One point I find interesting about the Earth 2 book is the name. It is not called “Justice Society,” or any version of that. Given the history of the Earth 2 designation and the characters we’ve seen so far, it’s an easy assumption to make that this team will eventually become the DCNU version of the JSA. But we don’t know that’s true, and I’d be a bit surprised if they do eventually name it that. The DCNU seems to be a lot about modernizing things, and really, when was the last time you heard anything calling itself a “society” outside of a college lecture class? I’m hoping that the team eventually pulls together and becomes a real organization, but I don’t know that the name will come back. I am wondering if they might choose to go with some variation of DC’s biggest (literally) Golden Age team, the All Star Squadron.

There’s another detail about the history of this world that seems to me to be glaring by omission. Before the current crop of heroes, there were Superman, Batman, Wonder Woman, Catwoman, Robin, Supergirl, and Terry Sloane’s “Mr. 8,” (my nomination for worst renaming of the entire reboot). What did these heroes do? There’s been no mention at all of any kind of supervillains. While Batman and his group work fine as street level heroes with no archenemies to battle it out with, that doesn’t really hold for Superman and Wonder Woman. But we’ve heard nothing of any major bad guys, either in terms of what they are doing now or what they had done before. Did Superman and Wonder Woman spend all their time fighting natural disasters?

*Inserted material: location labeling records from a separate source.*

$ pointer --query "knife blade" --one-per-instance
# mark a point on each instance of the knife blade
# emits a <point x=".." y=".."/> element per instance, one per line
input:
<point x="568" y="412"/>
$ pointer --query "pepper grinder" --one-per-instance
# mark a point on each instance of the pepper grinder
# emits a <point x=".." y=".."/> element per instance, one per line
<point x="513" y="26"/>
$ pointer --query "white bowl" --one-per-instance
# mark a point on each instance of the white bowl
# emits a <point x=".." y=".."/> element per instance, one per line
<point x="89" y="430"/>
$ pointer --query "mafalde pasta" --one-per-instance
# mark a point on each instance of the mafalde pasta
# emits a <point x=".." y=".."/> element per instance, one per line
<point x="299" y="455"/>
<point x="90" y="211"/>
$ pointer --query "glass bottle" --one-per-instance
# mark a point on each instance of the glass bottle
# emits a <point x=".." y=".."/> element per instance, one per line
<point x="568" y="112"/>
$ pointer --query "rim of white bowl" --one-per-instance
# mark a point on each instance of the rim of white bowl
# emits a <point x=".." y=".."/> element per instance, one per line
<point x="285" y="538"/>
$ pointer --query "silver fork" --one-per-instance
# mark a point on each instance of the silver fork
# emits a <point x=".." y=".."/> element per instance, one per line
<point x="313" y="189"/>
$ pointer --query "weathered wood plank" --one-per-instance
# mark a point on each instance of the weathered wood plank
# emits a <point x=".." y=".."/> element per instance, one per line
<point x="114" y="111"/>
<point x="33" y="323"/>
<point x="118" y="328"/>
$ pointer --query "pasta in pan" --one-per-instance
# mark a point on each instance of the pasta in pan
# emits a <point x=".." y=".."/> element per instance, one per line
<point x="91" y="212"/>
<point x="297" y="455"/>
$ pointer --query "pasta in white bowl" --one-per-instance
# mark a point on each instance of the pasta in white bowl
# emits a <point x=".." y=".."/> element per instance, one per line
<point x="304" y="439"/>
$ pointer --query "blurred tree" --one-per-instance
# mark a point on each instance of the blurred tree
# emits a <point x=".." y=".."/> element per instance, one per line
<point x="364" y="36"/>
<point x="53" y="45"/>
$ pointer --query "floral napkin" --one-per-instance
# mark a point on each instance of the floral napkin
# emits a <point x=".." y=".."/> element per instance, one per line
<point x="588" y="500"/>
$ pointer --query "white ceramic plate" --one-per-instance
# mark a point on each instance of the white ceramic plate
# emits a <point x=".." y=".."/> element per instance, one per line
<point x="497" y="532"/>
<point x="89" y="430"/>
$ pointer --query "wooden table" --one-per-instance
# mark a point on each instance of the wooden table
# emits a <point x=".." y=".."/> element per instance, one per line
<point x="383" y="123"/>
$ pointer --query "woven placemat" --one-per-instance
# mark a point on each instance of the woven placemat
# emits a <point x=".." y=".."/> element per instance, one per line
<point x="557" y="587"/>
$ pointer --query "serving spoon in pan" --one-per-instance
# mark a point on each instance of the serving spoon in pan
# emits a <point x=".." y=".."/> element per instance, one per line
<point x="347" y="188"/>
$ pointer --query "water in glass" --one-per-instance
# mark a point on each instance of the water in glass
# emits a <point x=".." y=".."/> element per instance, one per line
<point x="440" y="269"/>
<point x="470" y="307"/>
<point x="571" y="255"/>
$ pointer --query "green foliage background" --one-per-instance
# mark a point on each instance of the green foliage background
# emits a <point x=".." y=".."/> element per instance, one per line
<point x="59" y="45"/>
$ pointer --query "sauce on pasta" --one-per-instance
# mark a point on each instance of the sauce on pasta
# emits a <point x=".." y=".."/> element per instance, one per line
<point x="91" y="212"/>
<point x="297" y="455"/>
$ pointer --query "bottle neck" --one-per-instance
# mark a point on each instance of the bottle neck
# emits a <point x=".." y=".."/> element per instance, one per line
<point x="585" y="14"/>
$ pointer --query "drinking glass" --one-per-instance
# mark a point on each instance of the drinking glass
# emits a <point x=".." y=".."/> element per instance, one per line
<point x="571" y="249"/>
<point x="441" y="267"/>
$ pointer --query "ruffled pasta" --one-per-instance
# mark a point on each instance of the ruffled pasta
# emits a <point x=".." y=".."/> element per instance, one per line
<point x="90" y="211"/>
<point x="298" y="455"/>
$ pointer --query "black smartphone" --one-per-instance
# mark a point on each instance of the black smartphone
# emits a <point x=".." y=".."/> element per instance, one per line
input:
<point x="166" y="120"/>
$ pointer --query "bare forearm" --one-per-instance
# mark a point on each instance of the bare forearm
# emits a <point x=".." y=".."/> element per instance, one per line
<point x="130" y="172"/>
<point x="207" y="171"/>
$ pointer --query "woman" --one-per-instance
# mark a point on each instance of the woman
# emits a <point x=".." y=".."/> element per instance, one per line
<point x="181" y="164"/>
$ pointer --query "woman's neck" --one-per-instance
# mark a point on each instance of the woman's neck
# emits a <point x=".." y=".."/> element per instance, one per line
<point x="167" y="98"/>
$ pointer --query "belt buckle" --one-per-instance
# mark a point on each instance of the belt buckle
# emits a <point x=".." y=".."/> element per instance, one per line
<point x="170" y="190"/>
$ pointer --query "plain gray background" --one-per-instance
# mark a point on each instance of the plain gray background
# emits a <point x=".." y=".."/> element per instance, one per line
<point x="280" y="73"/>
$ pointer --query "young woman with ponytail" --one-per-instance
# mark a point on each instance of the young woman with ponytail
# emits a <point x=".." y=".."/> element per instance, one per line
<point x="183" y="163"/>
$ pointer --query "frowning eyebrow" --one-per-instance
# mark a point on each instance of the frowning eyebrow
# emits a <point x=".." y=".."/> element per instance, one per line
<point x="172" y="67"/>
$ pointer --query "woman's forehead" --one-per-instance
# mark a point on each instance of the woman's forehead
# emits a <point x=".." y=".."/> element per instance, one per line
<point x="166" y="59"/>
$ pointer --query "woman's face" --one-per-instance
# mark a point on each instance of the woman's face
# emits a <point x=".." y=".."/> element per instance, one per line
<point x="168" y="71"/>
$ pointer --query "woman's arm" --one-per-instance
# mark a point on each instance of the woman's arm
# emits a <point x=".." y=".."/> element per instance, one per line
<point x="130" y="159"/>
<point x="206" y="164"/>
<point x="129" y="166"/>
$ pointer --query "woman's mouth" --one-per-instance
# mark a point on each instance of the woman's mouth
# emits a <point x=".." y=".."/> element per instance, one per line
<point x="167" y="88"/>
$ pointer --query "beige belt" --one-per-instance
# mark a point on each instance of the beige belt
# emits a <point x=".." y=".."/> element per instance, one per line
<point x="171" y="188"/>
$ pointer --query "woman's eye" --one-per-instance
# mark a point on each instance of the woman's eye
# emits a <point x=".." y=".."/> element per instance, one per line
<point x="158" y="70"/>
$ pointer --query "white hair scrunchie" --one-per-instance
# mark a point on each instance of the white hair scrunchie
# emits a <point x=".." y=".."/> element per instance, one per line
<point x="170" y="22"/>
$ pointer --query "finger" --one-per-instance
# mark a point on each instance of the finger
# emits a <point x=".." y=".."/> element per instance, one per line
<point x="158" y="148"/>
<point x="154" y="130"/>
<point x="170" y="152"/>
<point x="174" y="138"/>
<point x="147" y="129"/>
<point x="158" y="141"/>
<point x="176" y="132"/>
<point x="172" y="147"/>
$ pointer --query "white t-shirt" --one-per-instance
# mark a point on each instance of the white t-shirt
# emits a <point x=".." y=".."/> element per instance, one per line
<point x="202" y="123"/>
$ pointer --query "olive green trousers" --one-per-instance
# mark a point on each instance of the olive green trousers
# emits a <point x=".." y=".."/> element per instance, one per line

Speaking of Sloane, he met Michael Holt, the DCNU’s Mr Terrific (formerly Sloane’s handle before the reboot) when Holt ended up on Earth 2 to escape the cancellation of his less than Terrific comic (ok, kidding about escaping the cancellation, but it makes about as much sense as some of the rest of this). Holt hasn’t been seen since, but I’m betting he’ll be turning up in this title eventually.

There’s been a lot of speculation about who else might appear in the book. So far, aside from the ones mentioned or hinted at above, I’ve only heard of one other character for sure. Issue eight is going to see the debut of Fury. Before the reboot, the original Fury was a Greek girl who was empowered by the actual Furies of myth. The second Fury was once Wonder Woman’s daughter, then retconned to be the daughter of the first Fury. Given the speculation around Robinson’s statement that Diana “wasn’t the last Amazon,” it seems like a good bet this new Fury will have some kind of connection to Diana. But what kind, and even if she’s coming in as a hero, remains to be seen.